March 16, 2009
Dean Baker
Truthout, March 16, 2009
See article on original website
The granny basher crew constitutes one of the largest and most determined lobbies in Washington. The top priority for this lobby is to cut Social Security and Medicare.
The lobby includes the Peter G. Peterson Foundation, with an endowment of more than $1 billion from the private equity tycoon himself. It also includes the Washington Post, which liberally sprinkles assertions about the need to cut Social Security and Medicare in both its news and editorial pages. Many prominent members of Congress also belong to the club, along with much of the punditry who make their living pronouncing on public policy.
The granny bashers’ theme is that Social Security and Medicare constitute an enormous generational injustice because the young, and those yet to be born, will be forced to pay for the cost of these programs for retirees and current workers. Of course the reality is that the vast majority of the granny bashers’ horror stories about generational inequity stems from the cost of sustaining a broken health care system, not from programs for retirees.
If the United States fixed its health care system, then the granny bashers’ horror story disappears. In fact, even if we don’t fix the health care system, we can make most of the horror story disappear by just allowing seniors to buy into the health care systems of countries that have more efficient systems than the United States.
But the granny bashers are not interested in fixing the health care system – that would involve confronting powerful interest groups like the insurance and pharmaceutical industries and the doctors’ lobby. In fact, the granny bashers are not really even particularly interested in generational equity. This is just an excuse for their real agenda: cutting Social Security and Medicare.
This point is demonstrated by the fact that their policy recommendations never change even when the evidence changes in very big ways. The granny bashers have treated us to three very dramatic examples of this “different facts, same policy” approach in the last 15 years.
The first example is slightly technical. It has to do with the claim that the consumer price index (CPI) overstates inflation.
The CPI is our yardstick for measuring how much better off people are doing through time. If wages grow 4.0 percent and the CPI tells us that inflation is 3.0 percent, then real wages have grown by 1.0 percent. However, if the true rate of inflation is just 2.0 percent because the CPI overstates inflation by 1.0 percentage point a year, then real wages have grown by 2.0 percent (4.0 percent wage growth, minus 2.0 percent inflation).
Fifteen years ago, many economists and pundits (including much of the granny basher lobby) embraced the claim that the CPI overstated the true rate of inflation by at least 1.0 percent a year. If this claim was true then it undermined the core of the granny bashers’ story. It would mean that our children and grandchildren would be far richer than we ever imagined possible and that many older workers and elderly grew up in poverty.
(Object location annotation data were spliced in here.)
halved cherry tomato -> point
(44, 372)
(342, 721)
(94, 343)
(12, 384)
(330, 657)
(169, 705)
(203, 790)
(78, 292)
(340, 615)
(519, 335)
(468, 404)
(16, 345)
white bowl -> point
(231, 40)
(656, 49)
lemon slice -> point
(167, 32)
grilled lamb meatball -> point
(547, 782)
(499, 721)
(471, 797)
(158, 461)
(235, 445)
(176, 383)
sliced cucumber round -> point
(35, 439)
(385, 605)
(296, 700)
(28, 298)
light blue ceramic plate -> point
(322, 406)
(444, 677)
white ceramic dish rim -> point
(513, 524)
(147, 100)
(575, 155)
If annual wage growth was 2.0 percent rather than 1.0 percent, then in 40 years, wages will be more than 220 percent of the current level, instead of just 50 percent higher. The granny bashers embraced the claim of the overstated CPI in order to justify cutting Social Security (retiree benefits are indexed to the CPI), but they never followed through the logic of this claim for their generational equity story.
This would be comparable to Al Gore maintaining a drive to reduce greenhouse gas emissions even after new evidence showed that the planet was actually cooling. Honest people don’t ignore such evidence.
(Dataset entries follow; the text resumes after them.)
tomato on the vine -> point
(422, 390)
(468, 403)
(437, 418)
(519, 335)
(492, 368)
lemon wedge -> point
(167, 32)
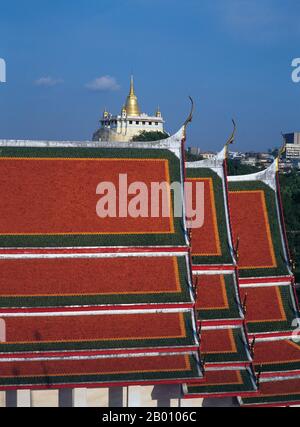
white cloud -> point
(103, 83)
(48, 81)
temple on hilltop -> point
(142, 311)
(130, 123)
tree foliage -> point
(150, 136)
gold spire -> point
(132, 106)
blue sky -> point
(233, 56)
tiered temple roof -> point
(267, 286)
(224, 344)
(96, 302)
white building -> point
(129, 123)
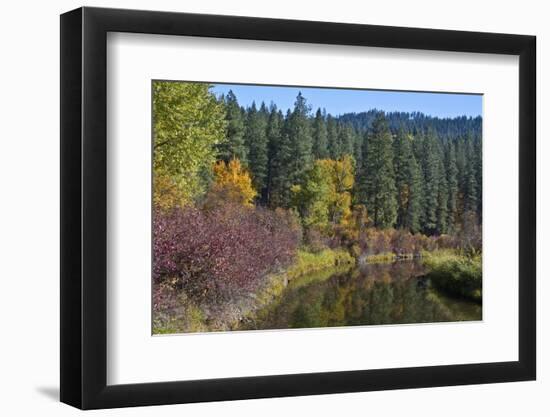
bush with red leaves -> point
(217, 254)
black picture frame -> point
(84, 207)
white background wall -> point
(29, 210)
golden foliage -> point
(233, 183)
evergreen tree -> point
(378, 178)
(345, 140)
(320, 136)
(470, 181)
(256, 141)
(332, 136)
(442, 195)
(282, 164)
(452, 186)
(479, 176)
(430, 171)
(407, 182)
(298, 130)
(234, 145)
(274, 148)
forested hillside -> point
(410, 170)
(242, 193)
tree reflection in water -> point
(373, 294)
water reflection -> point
(373, 294)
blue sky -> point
(339, 101)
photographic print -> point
(284, 207)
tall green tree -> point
(320, 136)
(377, 177)
(275, 149)
(442, 195)
(346, 138)
(407, 182)
(189, 125)
(334, 148)
(430, 170)
(470, 186)
(452, 186)
(298, 131)
(234, 146)
(256, 141)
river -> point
(372, 294)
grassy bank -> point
(454, 273)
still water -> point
(372, 294)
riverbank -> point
(454, 273)
(190, 317)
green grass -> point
(455, 274)
(307, 262)
(386, 257)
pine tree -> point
(442, 194)
(430, 171)
(256, 141)
(298, 130)
(234, 146)
(479, 176)
(407, 183)
(274, 147)
(452, 186)
(378, 178)
(470, 182)
(345, 140)
(332, 138)
(320, 136)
The exact same issue arises with the speed up in productivity growth in the mid-90s. The granny basher crusade against Social Security and Medicare dates from the mid-80s when productivity growth was just 1.5 percent a year.
Productivity growth determines the rate at which society can, on average, get richer. In the mid-90s, the rate of annual productivity growth increased by a full percentage point – in effect bringing about the more rapid gains in real income that would have been implied by an overstated CPI. However, none of the granny bashers noted how the productivity growth speedup had enormously improved the prospects of future generations. They just maintained their insistence on cutting Social Security and Medicare.
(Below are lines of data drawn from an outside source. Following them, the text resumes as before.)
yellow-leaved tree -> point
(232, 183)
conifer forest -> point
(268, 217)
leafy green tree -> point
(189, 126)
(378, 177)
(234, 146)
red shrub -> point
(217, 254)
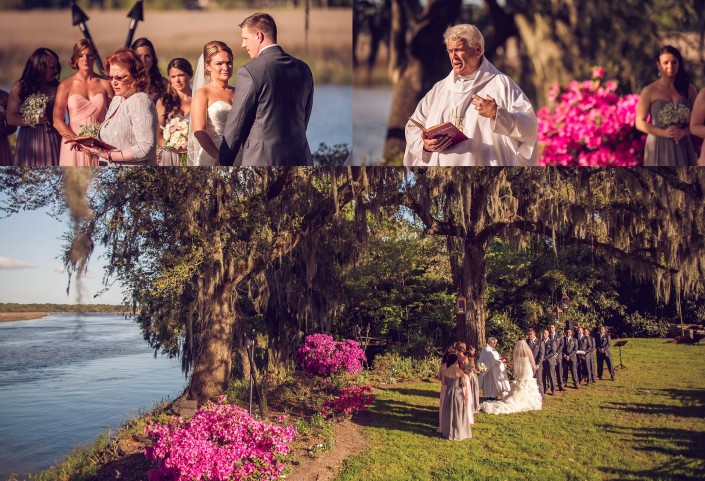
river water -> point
(64, 379)
(370, 115)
Finally, the recent collapse of the housing bubble and the resulting stock market plunge have reduced the wealth of older workers and retirees by close to $15 trillion. This is a transfer to the young, since they will be able to buy the housing stock and the corporate capital stock for a far lower price than they would have expected to pay just two years ago.
Remarkably, the granny basher crew has somehow failed to notice this enormous transfer of wealth from the old to the young. They just continue their crusade to cut Social Security and Medicare as though nothing has happened.
It should be evident that the granny bashers don’t care at all about generational equity. They care about dismantling Social Security and Medicare, the country’s most important social programs. It is important that the public recognize the granny bashers’ real agenda so that they can give them the respect they deserve.
Dean Baker is the co-director of the Center for Economic and Policy Research (CEPR). He is the author of Plunder and Blunder: The Rise and Fall of the Bubble Economy. He also has a blog on the American Prospect, “Beat the Press,” where he discusses the media’s coverage of economic issues.